I’ve been spending the last couple of weeks absolutely struggling to get Loki (and Tempo) up and running properly in an on-premises Kubernetes cluster.
My first attempt was to use the “single binary” approach but the Helm chart (helm-charts/charts/loki at main · grafana/helm-charts · GitHub) lets you inappropriately attempt to scale it so I was having problems with that because it was getting confused having multiple instances. For reference on those details, see my post in the Tempo forum: Traces and Logs intermittently disappearing from Tempo and Loki
Now my production use-case is going to involve a lot of logging so I don’t think the “single binary” approach is appropriate as I need the ability to scale up. My impression was that using Loki in distributed/microservices mode would be the way to go. However, I do NOT want to rely on external storage like S3, GCS, or Azure but after actually testing the loki-distributed Helm chart with filesystem
storage, it seems this does NOT work (details in my Logs disappearing post).

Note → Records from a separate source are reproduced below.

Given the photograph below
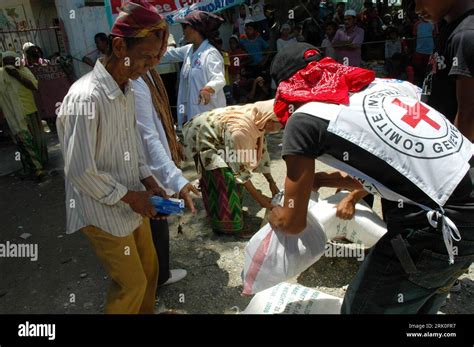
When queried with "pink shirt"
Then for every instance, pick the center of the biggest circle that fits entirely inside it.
(356, 36)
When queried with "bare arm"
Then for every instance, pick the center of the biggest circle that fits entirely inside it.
(337, 179)
(465, 116)
(291, 218)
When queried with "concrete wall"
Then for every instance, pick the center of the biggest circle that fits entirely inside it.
(16, 41)
(81, 24)
(44, 15)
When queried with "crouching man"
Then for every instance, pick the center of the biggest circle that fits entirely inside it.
(390, 144)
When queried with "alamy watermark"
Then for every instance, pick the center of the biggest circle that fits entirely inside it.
(238, 155)
(81, 108)
(340, 251)
(19, 250)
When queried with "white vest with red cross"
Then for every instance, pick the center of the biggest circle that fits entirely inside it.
(388, 120)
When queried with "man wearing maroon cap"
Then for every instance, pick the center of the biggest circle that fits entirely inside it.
(390, 144)
(108, 184)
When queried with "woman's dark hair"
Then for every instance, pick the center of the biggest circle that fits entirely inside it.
(101, 37)
(332, 24)
(252, 25)
(236, 40)
(130, 42)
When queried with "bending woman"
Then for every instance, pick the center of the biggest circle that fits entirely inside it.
(228, 145)
(202, 77)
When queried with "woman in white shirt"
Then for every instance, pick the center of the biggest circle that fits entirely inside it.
(202, 76)
(163, 153)
(285, 37)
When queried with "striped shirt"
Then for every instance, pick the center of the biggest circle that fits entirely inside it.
(103, 154)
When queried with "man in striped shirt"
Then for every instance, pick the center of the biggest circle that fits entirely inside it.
(108, 184)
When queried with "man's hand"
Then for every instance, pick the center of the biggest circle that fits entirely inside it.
(346, 208)
(265, 201)
(12, 71)
(186, 196)
(274, 188)
(140, 203)
(152, 186)
(205, 95)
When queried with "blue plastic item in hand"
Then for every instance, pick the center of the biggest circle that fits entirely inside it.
(167, 206)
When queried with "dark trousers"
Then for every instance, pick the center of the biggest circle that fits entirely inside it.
(161, 240)
(407, 271)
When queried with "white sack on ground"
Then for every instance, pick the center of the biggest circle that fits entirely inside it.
(366, 228)
(289, 298)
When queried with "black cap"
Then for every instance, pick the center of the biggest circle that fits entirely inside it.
(291, 59)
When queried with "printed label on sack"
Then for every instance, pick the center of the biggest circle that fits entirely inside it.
(409, 126)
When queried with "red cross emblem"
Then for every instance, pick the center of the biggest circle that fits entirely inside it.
(415, 114)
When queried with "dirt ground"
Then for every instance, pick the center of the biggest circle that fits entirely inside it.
(67, 267)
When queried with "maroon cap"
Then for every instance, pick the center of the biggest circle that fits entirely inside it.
(203, 22)
(137, 18)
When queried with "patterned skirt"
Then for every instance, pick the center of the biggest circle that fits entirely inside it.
(222, 197)
(32, 145)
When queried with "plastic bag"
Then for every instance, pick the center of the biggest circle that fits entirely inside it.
(272, 257)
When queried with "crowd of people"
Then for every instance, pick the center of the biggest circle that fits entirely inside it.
(306, 75)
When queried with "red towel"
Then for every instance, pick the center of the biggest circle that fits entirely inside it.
(324, 81)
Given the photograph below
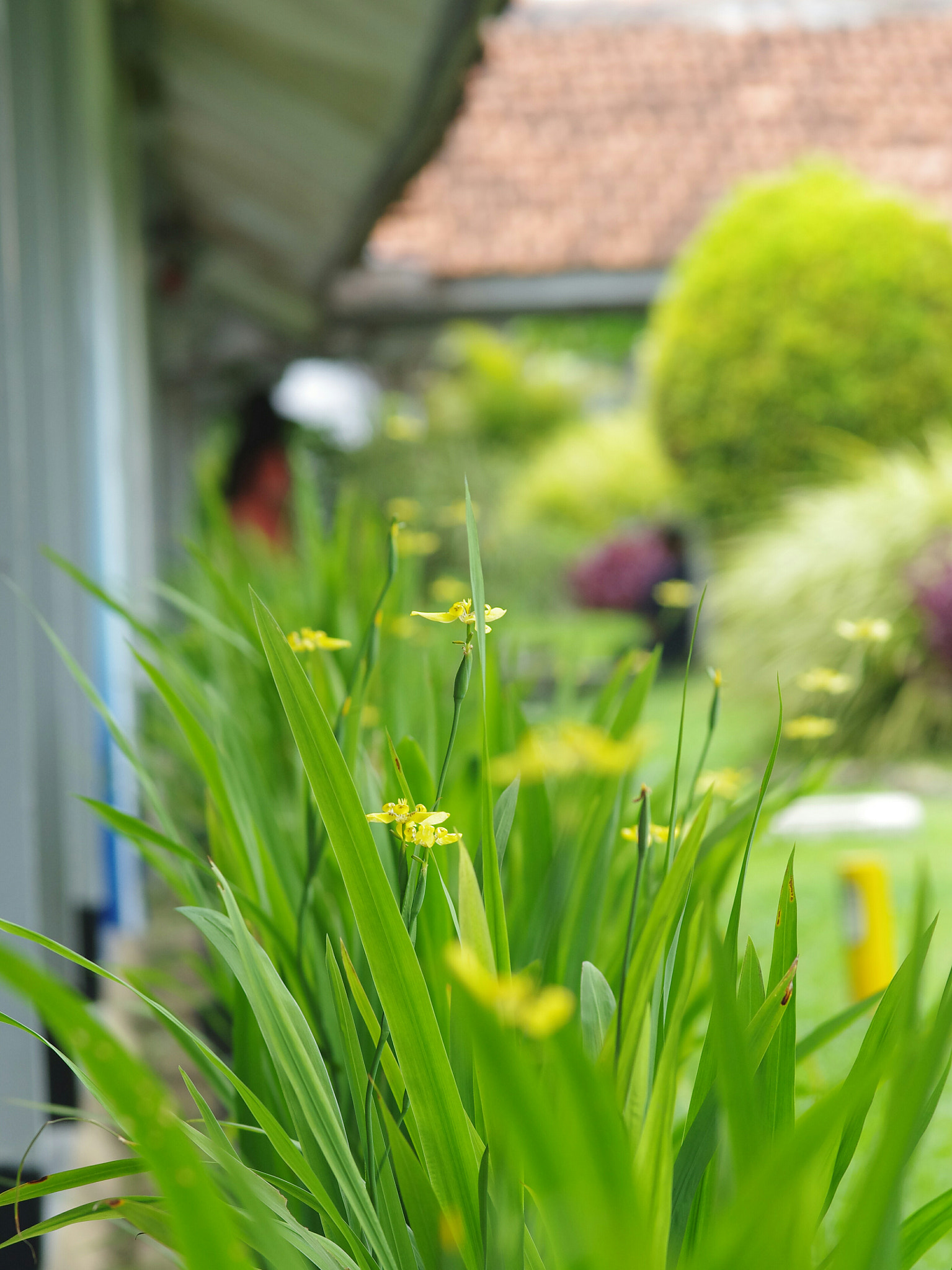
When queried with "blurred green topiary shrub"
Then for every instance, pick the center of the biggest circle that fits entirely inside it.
(810, 311)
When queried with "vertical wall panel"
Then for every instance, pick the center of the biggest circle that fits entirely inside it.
(74, 469)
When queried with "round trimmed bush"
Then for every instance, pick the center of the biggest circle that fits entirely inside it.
(811, 313)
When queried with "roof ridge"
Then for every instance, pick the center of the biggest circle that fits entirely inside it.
(725, 16)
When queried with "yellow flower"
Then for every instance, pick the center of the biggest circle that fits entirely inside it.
(427, 833)
(823, 680)
(445, 588)
(674, 593)
(874, 630)
(810, 728)
(404, 508)
(412, 543)
(405, 427)
(515, 1000)
(461, 613)
(419, 828)
(564, 750)
(725, 784)
(308, 641)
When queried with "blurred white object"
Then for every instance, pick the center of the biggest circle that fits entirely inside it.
(337, 399)
(850, 813)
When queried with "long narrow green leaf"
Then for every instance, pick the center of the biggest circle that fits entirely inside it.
(780, 1062)
(225, 1080)
(661, 921)
(701, 1137)
(396, 972)
(924, 1228)
(832, 1028)
(730, 940)
(736, 1071)
(595, 1008)
(71, 1178)
(296, 1055)
(422, 1207)
(492, 879)
(880, 1037)
(203, 1228)
(127, 1207)
(654, 1160)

The problem is that I am seeing conflicting info in the documentation that is confusing me. I thought it was possible to use file system storage with boltdb-shipper
because the Architecture → Storage → Single Store says:
Loki stores all data in a single object storage backend. This mode of operation became generally available with Loki 2.0 and is fast, cost-effective, and simple, not to mention where all current and future development lies. This mode uses an adapter called
boltdb_shipper
to store theindex
in object storage (the same way we storechunks
).
OK, sounds like boltdb-shipper is the way to go! All future development lies here…
Oops, but here on this Single Store Loki (boltdb-shipper index type) page it doesn’t mention anything about using local storage with boltdb-shipper.
Then on the Filesystem Object Store page it explicitly states filesystem doesn’t work with scaling…
So perhaps I’ve been thoroughly confused by the Helm charts inappropriate flexibility but can someone who knows for sure please clarify whether external storage (S3, GCS, Azure, etc.) is required for Loki in distributed mode if you actually want to take advantage of the scaling capabilities? I have the same question for Tempo as well.